I can probably still remember the feel of the carpeted kitchen in my grandfather's home.
I grew up there.
My mother grew up there.
I probably belted those songs on that album in that kitchen;
Or at least in that house.
Today I'll be driving to Stamford, CT where my mother was raised and I'll share a stage with Boyz II Men.
Last night I couldn't sleep.
I wanted to ask my mother what it felt like to have her son force her return to her hometown to watch him open for a group she heard him sing along to so passionately as a child.
So full circle it might actually frighten me a bit.
I was never a part of her childhood but every time we visited Stamford I somehow felt like no time had passed between the days she ran up and down those streets and the days I did. I felt like I was transported into her youth. I'd run out to the edge of the backyard and peer over the fence at the school she attended and imagine her headed there in the morning, lunch and books in hand, singing her latest favorite song.

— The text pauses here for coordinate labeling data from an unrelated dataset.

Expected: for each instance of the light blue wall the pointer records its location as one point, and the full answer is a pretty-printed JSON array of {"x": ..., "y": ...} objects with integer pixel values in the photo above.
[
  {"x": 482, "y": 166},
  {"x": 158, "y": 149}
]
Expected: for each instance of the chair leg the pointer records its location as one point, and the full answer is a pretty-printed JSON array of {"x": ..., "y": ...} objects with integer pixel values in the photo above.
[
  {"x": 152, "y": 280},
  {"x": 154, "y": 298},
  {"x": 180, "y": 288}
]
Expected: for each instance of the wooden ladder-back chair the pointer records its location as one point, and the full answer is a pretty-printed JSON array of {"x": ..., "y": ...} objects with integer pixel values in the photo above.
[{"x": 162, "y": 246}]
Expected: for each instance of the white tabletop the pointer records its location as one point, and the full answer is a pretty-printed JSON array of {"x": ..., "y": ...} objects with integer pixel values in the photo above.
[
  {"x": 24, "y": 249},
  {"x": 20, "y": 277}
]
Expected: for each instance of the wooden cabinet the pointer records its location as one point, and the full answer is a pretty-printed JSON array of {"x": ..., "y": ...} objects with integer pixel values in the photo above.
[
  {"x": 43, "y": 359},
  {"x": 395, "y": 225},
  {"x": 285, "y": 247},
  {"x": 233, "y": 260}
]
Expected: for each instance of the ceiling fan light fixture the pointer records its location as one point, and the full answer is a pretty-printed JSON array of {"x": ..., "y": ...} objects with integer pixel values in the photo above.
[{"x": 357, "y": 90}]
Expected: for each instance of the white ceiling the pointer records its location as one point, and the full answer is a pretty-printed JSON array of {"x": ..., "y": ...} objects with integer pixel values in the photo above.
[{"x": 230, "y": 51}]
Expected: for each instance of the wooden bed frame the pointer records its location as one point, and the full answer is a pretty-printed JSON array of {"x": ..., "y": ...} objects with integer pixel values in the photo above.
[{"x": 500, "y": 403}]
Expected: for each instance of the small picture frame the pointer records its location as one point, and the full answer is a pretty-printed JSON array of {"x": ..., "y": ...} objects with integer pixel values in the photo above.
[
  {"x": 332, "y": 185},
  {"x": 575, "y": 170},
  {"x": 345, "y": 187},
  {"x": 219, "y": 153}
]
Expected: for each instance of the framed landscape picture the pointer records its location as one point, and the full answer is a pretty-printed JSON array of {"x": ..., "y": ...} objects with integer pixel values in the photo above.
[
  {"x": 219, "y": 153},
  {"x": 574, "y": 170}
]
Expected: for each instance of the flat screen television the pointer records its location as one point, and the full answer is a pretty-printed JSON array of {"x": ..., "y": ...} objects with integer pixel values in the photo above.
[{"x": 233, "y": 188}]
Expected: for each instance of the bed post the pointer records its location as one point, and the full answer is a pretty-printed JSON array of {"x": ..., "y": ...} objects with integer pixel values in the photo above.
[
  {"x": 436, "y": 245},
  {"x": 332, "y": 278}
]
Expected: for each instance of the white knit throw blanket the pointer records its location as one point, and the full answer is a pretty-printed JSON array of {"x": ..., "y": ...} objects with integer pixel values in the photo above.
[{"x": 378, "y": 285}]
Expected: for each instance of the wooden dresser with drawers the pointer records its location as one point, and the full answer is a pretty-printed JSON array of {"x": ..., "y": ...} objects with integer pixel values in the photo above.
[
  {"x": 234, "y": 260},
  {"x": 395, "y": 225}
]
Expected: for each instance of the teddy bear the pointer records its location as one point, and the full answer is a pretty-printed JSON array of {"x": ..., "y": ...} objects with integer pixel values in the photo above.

This was the same carpet under her bare feet. I knew what it meant to be family then. As we grow, we sometimes lose that connection to our family.
We concentrate on our new everything.
Our new apartment;
Our new job;
Our new position in life;
Our new partner;
Our new philosophy.
I'm thankful that throughout all of this newness, life has offered my this opportunity to return to our youth together. My mother and I on her territory, once again re-claiming our presence so that the trees can hear our song and remember their youth too.